I think you will find more experienced photographers will agree with me than will agree with you on this one.

I am not one that thinks you have to buy the greatest and most expensive to get great shots. I have tons of 3rd party and generic gadgets. However, I have purchased many tripods in my time, searching for that "Good" and "Cheap" tripod. I never found it. In the store or in the reviews they seem to be rock solid. And sometimes they are in the beginning, until the plastic and lightweight metal starts wearing.

Lastly, I understand that most of us have a strict budget. Thats why I suggest saving a little longer, until you can buy a better tripod. If you do, it will last you a lifetime. If you decide to go the cheap route, you will be replacing it in a short time. Been there, done that.


----------



## slow231 (Oct 7, 2012)

HughGuessWho said:


> orb9220 said:
> 
> 
> 
> ...


forgive my ignorance, but whats the difference between that tripod's arrangement vs the other ones shown previously in the thread?


----------



## HughGuessWho (Oct 7, 2012)

slow231 said:


> HughGuessWho said:
> 
> 
> > orb9220 said:
> ...



There is no difference. It is the same post "quoted".


----------



## SCraig (Oct 7, 2012)

No offense to anyone who has posted, but I have to think that some of the posters touting the merits of inexpensive tripods (especially that flexible thing) have never used a good, high-quality tripod before because doing so would change their quality scale entirely.  I've used cheap tripods (I still have a couple) and I've used good tripods.  I can tell you for absolute fact that the difference in stability is immediately noticeable.  In windy or unstable conditions there is no comparison whatsoever.

I personally prefer Manfrotto.  Not because I feel that they are the best but rather because I feel that they are an excellent compromise between cost and quality.

Also keep in mind that just because a tripod has a reputable name on it doesn't automatically mean it is a good tripod.  I bought one by a reputable tripod manufacturer several years ago and it was the biggest piece of junk I've ever owned.


----------



## matthewo (Oct 7, 2012)

Smith victor bh8 ball head.,  knock off of the swiss made $500 arca ball head.  Cullmann 525 tripod legs

Smith victor bh8 ball head - $60
Cullman magnesit 525 legs - $108

 Dare you to find a better setup for under $200


Also I own the dolica and its decent for the price,  the ball head is actually not bad for a mini ball head,  but the legs are scary sometimes and if you extend the top section is useless as a tripod for any dslr with any decent lens.  I don't trust my f.2.8 glass on it.
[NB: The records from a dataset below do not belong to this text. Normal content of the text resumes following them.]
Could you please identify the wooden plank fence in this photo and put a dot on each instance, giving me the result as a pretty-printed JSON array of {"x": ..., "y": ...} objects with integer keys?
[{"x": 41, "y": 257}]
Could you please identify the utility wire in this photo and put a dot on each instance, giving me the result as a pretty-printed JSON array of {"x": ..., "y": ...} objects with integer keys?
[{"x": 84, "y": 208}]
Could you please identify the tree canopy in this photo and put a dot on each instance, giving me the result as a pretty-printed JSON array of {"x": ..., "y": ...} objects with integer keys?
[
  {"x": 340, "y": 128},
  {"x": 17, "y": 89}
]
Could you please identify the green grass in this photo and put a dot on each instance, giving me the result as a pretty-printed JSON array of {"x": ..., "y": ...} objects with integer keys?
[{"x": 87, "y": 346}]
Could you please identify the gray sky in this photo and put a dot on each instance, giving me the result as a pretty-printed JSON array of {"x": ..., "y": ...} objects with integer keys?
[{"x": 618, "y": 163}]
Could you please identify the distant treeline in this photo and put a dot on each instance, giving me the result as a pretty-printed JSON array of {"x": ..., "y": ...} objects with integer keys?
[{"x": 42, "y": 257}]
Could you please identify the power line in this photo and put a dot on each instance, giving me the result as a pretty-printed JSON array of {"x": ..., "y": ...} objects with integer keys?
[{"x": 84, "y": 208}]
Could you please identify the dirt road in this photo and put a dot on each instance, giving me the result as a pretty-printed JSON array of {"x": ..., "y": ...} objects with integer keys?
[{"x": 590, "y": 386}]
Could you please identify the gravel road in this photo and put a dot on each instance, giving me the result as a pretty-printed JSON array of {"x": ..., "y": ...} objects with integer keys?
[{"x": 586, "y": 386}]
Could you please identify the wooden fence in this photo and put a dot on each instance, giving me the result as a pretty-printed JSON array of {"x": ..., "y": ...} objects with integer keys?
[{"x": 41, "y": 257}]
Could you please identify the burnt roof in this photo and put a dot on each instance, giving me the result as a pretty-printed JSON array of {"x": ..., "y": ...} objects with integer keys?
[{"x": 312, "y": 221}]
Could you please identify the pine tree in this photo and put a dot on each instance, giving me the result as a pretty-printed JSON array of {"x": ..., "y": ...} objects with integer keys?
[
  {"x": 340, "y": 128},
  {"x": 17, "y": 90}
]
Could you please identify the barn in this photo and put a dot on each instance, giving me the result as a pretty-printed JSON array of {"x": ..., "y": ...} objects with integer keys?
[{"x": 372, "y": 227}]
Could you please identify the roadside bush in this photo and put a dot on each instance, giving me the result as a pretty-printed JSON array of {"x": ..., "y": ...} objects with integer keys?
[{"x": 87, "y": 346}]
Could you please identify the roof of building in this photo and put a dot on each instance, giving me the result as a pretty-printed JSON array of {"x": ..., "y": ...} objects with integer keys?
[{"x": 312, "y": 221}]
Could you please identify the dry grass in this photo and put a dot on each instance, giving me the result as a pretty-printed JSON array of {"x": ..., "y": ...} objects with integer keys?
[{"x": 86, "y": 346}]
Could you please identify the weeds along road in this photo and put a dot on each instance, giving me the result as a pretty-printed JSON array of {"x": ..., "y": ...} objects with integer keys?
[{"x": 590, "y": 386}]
In short if you plan to stick with this hobby buy a decent tripod like the combo I said


----------



## HughGuessWho (Oct 7, 2012)

matthewo said:


> Smith victor bh8 ball head.,  knock off of the swiss made $500 arca ball head.  Cullmann 525 tripod legs
> 
> Smith victor bh8 ball head - $60
> Cullman magnesit 525 legs - $108
> ...



Which supports SCraig's statement. But, there is a HUGE difference in quality between $170 and $100 which is what the OP was asking for.


----------



## pixmedic (Oct 7, 2012)

We spent $200 on our manfrotto tripod and love it. It isnt as light as a carbon fiber one, but when you set it somewhere, it stays there. A nice pan tilt head with handles makes a big difference too. Very easy to move the camera around, but cost another $150. I honestly dont know much about cheaper tripods, but if at all possible, try and put the money away for a good solid tripod and only spend the money once.


----------



## unpopular (Oct 7, 2012)

You know. Tripods are really one of those things you don't realize how crappy cheap ones are until you have a relatively decent one.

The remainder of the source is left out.